I’ve already mentioned this, but without a doubt, it is pitching. Sometimes I feel like I spend my whole day talking about VigLink to customers, prospective employees, investors and partners. It’s critical that an entrepreneur become great at telling their company’s story. Nobody can sell the company like the CEO.

What is one business idea that you’re willing to give away to our readers?

VigLink is reinventing the publisher side of affiliate marketing. I think a huge opportunity exists on the merchant side. Small merchants are dramatically underserved by the existing providers.

What are your three favorite online tools and what do you love about them?

  • Rapportive: I can quickly learn more about the people I’m interacting with over email and easily connect with them on social networks.
  • Asana: It’s simple shared to-do list management that lets me track my own work, as well as others.
  • CloudFlare: It’s a free (or low cost) service that makes your website safer and faster.

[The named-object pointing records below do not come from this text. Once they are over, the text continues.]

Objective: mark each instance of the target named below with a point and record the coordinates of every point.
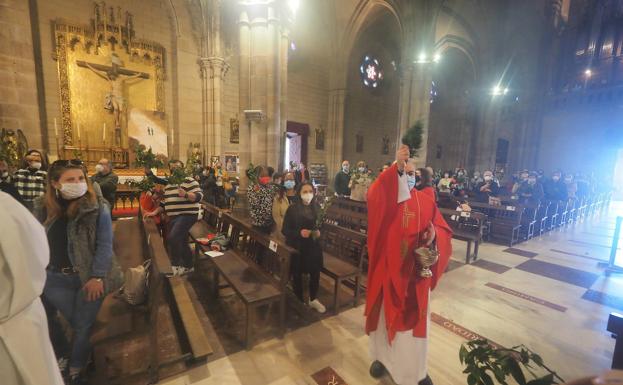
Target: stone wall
(307, 102)
(167, 23)
(18, 86)
(373, 112)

What is the one book that you recommend our community should read and why?

Founders at Work by Jessica Livingston. It provides real insight into the less “Hollywood version” of startup foundership.

If you weren’t working on VigLink, what would you be doing?

I’d go work for SpaceX. I grew up dreaming of spaceflight and Elon Musk is making it happen. People will be walking on Mars in the next 10 years and I’d love to be a part of that.

Three people we should follow on Twitter and why?

  • @JonathanMendez: Founder of YieldBot, a fellow disciple of the value of the click and someone who always has insightful things to say.
  • @Nivi: Author of Venture Hacks and Founder of AngelList. He reads everything and he’s great at extracting the most insightful 140 characters out of almost anything.
  • @NielRobertson: Founder of Trada and my CEO mentor. He really shows how it’s done operationally.

Who is your hero?

Lately I’m a big fan of Christopher Nolan. Everything he touches is brilliant and original.

Any advice to the aspiring founders out there?

Don’t forget to have fun. It’s a marathon not a sprint; if you are clenched the whole time you aren’t going to make it.